As Christians we say that we learn by following the way of Jesus. Our liturgies and creeds are precious patterns of this way in the world not just patterns for us to repeat (faithfully, differently) but patterns of God’s way with us. As such, worship is not just something we do, but a means of God coming to us and being with us a means, that is, of our becoming the body of Christ.

As the body of Christ we will offend the establishment. We will meet some kind of persecution, some kind of crucifixion. We will be led by a Spirit of compassion into the messy depths of reality all kinds of ambiguity, unknowing, bodily vulnerability and raw emotion for the sake of Christ and all those loved by God, every creature, everyone.
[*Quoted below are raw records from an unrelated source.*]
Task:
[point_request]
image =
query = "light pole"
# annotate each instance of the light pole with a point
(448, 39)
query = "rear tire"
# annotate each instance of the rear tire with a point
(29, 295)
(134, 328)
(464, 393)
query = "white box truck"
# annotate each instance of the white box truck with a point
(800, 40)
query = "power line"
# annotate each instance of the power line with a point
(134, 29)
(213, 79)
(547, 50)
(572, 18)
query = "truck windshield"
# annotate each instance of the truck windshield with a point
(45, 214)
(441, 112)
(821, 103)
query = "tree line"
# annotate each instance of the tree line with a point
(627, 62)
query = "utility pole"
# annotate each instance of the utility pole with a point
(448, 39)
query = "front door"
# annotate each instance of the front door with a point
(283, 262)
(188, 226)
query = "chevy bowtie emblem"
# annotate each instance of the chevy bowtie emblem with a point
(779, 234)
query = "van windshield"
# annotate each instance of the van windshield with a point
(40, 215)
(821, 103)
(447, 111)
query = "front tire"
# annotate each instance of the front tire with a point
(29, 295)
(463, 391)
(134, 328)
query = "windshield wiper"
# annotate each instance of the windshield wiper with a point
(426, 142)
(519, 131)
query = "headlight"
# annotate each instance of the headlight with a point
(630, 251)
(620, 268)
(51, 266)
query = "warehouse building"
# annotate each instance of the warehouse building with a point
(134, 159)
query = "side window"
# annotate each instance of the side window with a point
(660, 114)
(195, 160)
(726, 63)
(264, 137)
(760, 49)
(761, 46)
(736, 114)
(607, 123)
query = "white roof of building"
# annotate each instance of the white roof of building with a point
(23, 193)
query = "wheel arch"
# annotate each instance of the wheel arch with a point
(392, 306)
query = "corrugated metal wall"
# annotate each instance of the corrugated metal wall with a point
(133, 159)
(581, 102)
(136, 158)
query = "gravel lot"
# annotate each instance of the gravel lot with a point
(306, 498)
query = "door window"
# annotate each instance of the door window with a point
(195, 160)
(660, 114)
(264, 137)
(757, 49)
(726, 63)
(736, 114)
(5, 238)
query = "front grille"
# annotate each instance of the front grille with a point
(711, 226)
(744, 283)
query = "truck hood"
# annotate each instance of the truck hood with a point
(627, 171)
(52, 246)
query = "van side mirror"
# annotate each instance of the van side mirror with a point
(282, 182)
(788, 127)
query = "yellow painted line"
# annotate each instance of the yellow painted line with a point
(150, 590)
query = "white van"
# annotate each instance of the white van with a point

We will be bound as one, in the freedom that is love for one another, and our salvation will be for the sake of others. For the sake of the world which is also God’s body.

“If you would lose your life for my sake, you will find it.” I was going to say a lot of other things this morning, but I’ll stop there. May our letting-go make space for discovery. May our letting-go invite others to approach us and to accompany us. May our letting-go increase our capacity for love. And may our letting-go transfigure our desires and our lives, and our life together. In Jesus’ name.

Let’s complete the homily together. Have you found yourself receiving life in a way that surprised or delighted or freed you? ...

Passionate God,
walking to Golgotha
in the midst of our confusion:
free us from our images of you
which keep you enthroned in idle power,
apart from the pain and sin of the world;
lead us to embrace the scandal of the cross
and let our violence die
that greater life might rise;
through Jesus Christ, who took the form of a slave.
Amen.

(Prayer by Steven Shakespeare, Prayers for an Inclusive Church, 2009.)